Date of Award

6-2011

Document Type

Open Access Thesis

Degree Name

Master of Arts (MA)

Department

Historical Archaeology

First Advisor

John M. Steinberg

Second Advisor

Heather B. Trigg

Third Advisor

Dennis Piechota

Abstract

Saga accounts describe Viking Age Iceland as an egalitarian society of independent household farms. By the medieval period, the stateless, agriculturally marginal society had become highly stratified in exploitative landlord-tenant relationships. Classical economists place the origin of differential wealth in unequal access to resources that are unevenly distributed across the landscape. This irregularity is manifested archaeologically as spatial variations in buried soil horizons, which are addressed through thousands of soil cores recorded across Langholt in support of the Skagafjörður Archaeological Settlement Survey.

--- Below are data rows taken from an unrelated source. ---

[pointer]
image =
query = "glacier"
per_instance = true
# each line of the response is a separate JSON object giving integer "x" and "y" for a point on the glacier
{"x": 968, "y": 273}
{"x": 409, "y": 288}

Soil accumulation rates, a proxy for land quality, are derived from tephrochronology and correlated with archaeological and historical data to describe relationships between local environmental conditions, farm size, and farm settlement order. Spatial variations in soil accumulation rate are inherent, persistent, and magnified by environmental decline. Settling early on high-quality land leads to long-term success, while farmers who settle later, or on more marginal land, can maintain high status by leveraging alternate sources of wealth to gain control over more productive agricultural land. Subtle differences in the rate of soil accumulation lead to large differences in the wealth of farmsteads during the Viking Age on Langholt in Skagafjörður, Iceland.